Aqui a cultura alimentar é de forte influência indígena e do Paraguai. Onde o nativo e o forasteiro também disputam a cozinha de onde saem o frango bori-bori (ensopado, com bolinhas de fubá), de origem guarani, a chipa (pão de queijo local) e a chipaguaçu ou a sopa paraguaia (bolo de milho salgado) do país fronteiriço.

Receitas com carne de sol, como caribéu (cozido à base de charque com mandioca), macarrão frito ou de comitiva e arroz de carreteiro aprofundam o mergulho culinário. São os pratos de comitiva, grupo de peões que leva o gado por dias até os abatedouros (hoje, cada vez mais raros, por causa dos caminhões de transporte). São executados em uma só panela pelo experiente cuca (cozinheiro de comitiva) com produtos de longa duração e de fácil transporte.

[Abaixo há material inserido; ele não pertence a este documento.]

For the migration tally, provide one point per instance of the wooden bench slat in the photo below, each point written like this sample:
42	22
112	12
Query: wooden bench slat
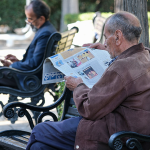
73	111
13	143
26	136
20	139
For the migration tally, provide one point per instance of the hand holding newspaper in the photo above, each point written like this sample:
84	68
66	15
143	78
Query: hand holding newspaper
87	63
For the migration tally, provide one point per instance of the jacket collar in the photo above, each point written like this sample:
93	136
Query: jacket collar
132	50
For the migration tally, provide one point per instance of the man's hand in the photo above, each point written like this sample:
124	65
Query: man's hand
72	82
95	45
11	57
5	62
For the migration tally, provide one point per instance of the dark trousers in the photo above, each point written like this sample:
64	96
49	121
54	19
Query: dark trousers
5	81
54	135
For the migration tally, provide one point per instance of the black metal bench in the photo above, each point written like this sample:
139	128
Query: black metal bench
17	140
33	85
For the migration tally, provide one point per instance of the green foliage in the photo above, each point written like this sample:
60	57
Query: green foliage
96	5
70	18
12	13
55	6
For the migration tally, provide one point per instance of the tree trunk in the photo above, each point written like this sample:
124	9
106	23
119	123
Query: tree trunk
138	8
68	7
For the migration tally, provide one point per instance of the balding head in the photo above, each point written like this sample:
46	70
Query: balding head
128	23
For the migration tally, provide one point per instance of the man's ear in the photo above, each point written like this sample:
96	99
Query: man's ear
118	37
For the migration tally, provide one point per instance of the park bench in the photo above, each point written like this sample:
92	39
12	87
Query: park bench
17	139
33	85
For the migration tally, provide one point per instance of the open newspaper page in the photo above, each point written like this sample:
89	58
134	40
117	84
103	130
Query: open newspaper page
89	64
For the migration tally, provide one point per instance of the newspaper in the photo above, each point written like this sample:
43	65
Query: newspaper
87	63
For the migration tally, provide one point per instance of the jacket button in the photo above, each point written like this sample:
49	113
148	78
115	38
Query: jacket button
77	146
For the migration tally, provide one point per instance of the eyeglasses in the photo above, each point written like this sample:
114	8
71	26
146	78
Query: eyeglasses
30	22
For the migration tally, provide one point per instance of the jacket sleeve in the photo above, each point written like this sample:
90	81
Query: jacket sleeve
38	53
105	96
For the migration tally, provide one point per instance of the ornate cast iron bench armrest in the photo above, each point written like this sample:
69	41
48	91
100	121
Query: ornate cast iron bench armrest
8	110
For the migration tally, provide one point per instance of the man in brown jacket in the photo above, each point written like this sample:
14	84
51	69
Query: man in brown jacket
119	101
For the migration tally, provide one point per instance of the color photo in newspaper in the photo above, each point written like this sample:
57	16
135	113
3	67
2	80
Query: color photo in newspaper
89	64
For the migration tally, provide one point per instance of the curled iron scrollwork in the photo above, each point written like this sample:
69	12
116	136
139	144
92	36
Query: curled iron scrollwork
118	144
133	143
41	116
31	83
9	113
21	112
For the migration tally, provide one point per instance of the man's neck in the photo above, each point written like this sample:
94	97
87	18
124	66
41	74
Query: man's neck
126	45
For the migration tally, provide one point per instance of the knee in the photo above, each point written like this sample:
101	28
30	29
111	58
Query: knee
35	146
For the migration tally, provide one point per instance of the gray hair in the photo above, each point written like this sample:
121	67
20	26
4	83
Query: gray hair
40	8
119	21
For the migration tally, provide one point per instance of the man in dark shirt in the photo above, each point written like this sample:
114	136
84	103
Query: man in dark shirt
37	13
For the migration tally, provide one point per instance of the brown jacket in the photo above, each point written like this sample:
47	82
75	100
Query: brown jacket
119	101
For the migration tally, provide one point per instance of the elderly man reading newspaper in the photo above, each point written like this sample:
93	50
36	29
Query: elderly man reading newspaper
119	101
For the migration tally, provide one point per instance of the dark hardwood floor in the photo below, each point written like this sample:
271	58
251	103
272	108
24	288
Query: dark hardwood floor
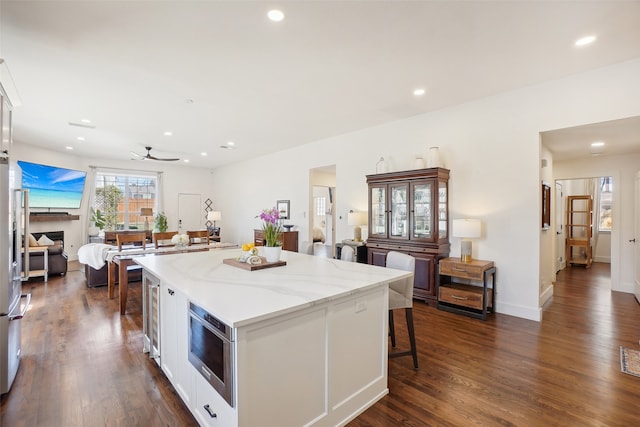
83	365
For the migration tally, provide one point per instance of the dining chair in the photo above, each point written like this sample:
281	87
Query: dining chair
199	236
401	296
136	239
347	253
306	248
163	238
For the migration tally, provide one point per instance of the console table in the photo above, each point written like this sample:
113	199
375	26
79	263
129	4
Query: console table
463	287
289	240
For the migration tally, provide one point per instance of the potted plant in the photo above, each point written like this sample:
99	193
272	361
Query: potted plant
97	221
161	222
272	234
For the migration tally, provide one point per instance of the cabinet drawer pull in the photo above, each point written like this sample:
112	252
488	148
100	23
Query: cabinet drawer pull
210	411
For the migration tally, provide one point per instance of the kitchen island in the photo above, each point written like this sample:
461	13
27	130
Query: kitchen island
308	340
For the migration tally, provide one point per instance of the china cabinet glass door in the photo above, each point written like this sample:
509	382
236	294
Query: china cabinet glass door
422	211
398	203
378	220
443	214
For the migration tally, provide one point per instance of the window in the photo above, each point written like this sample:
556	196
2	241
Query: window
321	205
604	206
121	196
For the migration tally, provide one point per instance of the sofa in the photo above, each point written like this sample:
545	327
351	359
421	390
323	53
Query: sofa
57	257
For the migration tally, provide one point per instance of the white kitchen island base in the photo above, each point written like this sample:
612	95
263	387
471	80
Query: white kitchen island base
308	350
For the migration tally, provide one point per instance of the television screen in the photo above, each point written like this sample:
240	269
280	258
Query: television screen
52	187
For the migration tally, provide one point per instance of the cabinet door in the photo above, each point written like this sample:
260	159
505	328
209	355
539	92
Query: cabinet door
443	211
422	211
399	211
168	333
377	256
378	211
151	315
424	279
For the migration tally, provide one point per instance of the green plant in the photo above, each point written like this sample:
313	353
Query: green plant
97	218
161	222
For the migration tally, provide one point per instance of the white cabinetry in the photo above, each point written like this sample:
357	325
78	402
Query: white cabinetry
151	315
174	322
209	408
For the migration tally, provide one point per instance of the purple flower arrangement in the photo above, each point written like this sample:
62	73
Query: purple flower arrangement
271	226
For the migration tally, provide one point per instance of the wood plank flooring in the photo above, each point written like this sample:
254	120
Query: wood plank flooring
83	366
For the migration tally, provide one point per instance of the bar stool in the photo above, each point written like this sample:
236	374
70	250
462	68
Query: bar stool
401	296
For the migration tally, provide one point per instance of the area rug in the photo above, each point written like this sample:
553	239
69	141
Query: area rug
630	361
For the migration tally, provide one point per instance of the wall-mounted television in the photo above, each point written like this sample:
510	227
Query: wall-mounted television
51	186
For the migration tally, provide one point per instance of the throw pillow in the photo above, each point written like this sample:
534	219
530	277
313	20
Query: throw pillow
45	241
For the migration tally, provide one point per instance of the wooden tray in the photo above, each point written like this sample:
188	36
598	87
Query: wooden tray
251	267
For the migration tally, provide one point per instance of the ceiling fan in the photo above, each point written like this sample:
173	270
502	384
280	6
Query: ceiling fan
150	157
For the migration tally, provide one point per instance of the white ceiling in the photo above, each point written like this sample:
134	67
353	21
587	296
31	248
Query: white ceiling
219	71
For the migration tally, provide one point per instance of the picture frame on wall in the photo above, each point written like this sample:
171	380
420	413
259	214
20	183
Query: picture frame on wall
546	206
283	209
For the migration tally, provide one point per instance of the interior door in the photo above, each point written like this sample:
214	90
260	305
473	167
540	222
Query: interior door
636	286
560	218
190	212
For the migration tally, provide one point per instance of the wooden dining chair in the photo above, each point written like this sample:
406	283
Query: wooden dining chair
136	239
201	235
161	239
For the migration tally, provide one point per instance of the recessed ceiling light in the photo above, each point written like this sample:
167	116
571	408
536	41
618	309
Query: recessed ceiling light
585	40
275	15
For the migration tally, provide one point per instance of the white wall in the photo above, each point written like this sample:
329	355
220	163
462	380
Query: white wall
623	170
176	179
492	148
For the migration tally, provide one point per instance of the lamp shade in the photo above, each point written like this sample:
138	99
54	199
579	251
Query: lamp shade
214	216
467	228
355	219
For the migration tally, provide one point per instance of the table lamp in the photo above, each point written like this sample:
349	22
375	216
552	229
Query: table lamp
214	216
356	219
146	213
466	229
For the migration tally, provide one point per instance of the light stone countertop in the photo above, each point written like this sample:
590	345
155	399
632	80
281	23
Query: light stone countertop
239	297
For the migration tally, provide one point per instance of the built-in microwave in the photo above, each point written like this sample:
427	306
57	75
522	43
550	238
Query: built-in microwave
211	350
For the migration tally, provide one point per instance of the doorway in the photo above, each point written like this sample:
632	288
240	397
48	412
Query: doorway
600	190
322	213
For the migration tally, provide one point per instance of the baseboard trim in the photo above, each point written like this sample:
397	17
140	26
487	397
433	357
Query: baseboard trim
528	313
546	296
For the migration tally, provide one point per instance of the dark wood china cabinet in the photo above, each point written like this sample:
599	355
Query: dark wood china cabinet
409	213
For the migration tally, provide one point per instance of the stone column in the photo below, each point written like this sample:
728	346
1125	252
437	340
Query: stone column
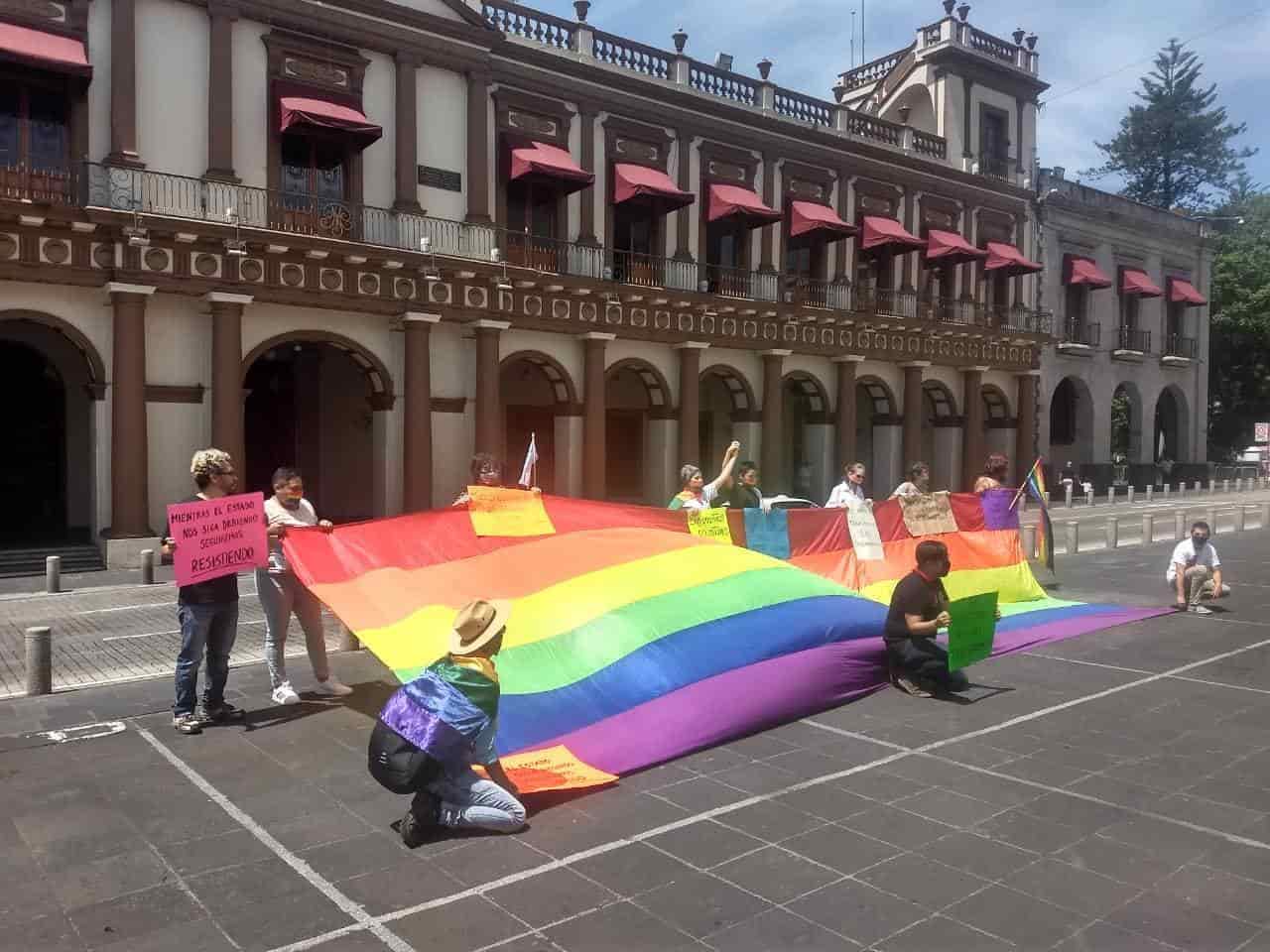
130	462
971	435
772	463
593	436
408	134
123	84
913	409
690	403
477	148
1025	435
846	416
417	443
227	373
220	84
489	403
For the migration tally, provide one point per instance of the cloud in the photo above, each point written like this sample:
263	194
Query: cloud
1080	41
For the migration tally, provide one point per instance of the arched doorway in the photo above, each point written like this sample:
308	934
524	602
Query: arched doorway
635	397
726	414
50	377
807	454
535	389
310	404
942	435
1071	422
1171	426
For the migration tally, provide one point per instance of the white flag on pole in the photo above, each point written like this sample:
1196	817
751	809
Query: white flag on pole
531	460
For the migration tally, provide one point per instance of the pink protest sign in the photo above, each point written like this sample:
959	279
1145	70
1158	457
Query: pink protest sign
217	537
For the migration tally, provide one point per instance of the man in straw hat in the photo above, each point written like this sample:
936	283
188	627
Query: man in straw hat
436	728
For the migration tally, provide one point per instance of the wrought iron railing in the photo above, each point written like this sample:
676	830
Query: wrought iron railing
522	22
1178	345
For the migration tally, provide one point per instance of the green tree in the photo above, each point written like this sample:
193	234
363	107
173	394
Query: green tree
1238	352
1175	148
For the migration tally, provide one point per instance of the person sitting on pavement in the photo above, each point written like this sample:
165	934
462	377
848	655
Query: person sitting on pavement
448	716
848	494
698	494
1196	570
994	471
207	613
917	484
919	610
282	594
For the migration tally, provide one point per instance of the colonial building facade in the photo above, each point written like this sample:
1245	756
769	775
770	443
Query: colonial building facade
1125	385
370	239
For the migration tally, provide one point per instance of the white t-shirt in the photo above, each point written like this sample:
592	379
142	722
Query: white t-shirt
1184	555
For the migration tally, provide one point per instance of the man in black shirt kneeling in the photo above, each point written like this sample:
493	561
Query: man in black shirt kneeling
919	608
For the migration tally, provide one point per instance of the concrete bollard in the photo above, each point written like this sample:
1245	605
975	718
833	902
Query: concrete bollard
40	660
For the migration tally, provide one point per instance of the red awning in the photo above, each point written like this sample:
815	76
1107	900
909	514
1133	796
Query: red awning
639	181
1083	271
1135	284
302	114
951	248
810	217
553	163
46	50
1008	259
1183	293
883	232
737	202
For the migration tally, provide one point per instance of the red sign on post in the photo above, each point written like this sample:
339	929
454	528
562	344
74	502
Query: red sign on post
217	537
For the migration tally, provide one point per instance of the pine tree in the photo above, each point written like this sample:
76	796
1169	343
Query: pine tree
1175	149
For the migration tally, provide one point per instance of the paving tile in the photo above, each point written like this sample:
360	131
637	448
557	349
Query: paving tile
701	904
978	855
924	881
705	844
1021	919
552	896
1183	924
633	870
944	934
899	826
839	848
857	910
778	930
460	927
776	875
620	928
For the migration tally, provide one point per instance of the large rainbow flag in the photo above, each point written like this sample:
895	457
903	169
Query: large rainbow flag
633	640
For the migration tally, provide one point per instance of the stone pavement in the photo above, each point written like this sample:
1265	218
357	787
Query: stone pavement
1106	792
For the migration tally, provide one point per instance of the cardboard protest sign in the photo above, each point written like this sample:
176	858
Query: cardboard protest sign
217	537
864	534
710	524
553	769
507	512
930	515
974	624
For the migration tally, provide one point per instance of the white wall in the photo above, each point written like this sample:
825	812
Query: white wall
443	137
172	86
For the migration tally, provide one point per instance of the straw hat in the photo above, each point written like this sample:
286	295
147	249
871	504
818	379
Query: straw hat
477	624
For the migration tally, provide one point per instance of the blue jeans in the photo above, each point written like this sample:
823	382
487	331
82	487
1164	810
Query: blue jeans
209	629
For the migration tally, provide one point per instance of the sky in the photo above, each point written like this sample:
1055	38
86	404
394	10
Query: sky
1080	41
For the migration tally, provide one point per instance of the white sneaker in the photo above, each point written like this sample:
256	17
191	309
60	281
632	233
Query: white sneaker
331	687
285	694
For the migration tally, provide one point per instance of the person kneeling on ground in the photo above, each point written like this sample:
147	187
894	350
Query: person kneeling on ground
919	610
1196	571
436	728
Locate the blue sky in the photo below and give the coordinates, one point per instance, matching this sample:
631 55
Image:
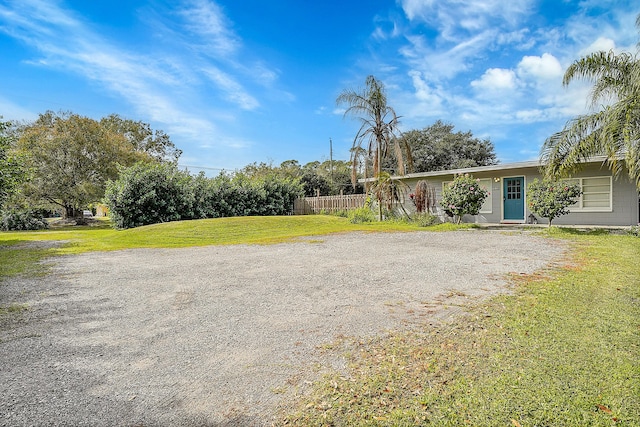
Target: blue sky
241 81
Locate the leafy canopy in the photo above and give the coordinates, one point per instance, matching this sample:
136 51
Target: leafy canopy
463 196
438 147
376 138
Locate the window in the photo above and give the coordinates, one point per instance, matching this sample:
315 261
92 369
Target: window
596 194
486 185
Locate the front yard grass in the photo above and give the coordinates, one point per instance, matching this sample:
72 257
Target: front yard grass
563 350
20 255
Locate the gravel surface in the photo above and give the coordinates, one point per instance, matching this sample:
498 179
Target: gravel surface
220 335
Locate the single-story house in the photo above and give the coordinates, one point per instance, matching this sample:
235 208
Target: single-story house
605 200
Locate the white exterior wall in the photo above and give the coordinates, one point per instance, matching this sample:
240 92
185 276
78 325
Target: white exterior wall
624 210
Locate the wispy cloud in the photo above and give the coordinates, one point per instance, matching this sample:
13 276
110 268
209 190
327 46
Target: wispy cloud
154 85
207 21
233 91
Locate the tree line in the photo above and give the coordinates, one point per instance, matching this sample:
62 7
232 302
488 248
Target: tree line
65 161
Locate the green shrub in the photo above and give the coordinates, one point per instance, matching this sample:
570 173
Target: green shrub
463 196
551 199
27 219
151 193
148 194
361 215
425 219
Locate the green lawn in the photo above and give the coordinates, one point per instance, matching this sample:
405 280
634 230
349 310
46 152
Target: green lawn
16 256
563 351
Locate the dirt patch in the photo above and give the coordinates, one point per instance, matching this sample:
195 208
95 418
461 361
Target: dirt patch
220 335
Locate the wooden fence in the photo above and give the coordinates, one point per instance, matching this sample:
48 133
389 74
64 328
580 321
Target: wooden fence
314 205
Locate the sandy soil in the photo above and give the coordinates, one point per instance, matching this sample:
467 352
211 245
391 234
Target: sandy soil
220 335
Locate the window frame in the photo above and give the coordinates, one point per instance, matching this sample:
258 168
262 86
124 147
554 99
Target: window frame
579 205
488 202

Não existe um, mas 12 pantanais diferentes, um bioma brasileiro do tamanho do estado do Ceará, dividido em Paraguai ou Murtinho, Taquari, Nhecolândia, Nabileque, Aquidauana, Paiaguás, Corumbá, Miranda, Abobral ou Negro, Cáceres, Poconé e Barão de Melgaço.

Em tempo, o ritual completo da carneada, acompanhado de jatos d’água de uma mangueira, que limpam o local do abatedouro, dura pouco mais de 2 horas: é o tempo necessário para transformar a vaca de animal em alimento, de pecuária em gastronomia, de natureza em cultura.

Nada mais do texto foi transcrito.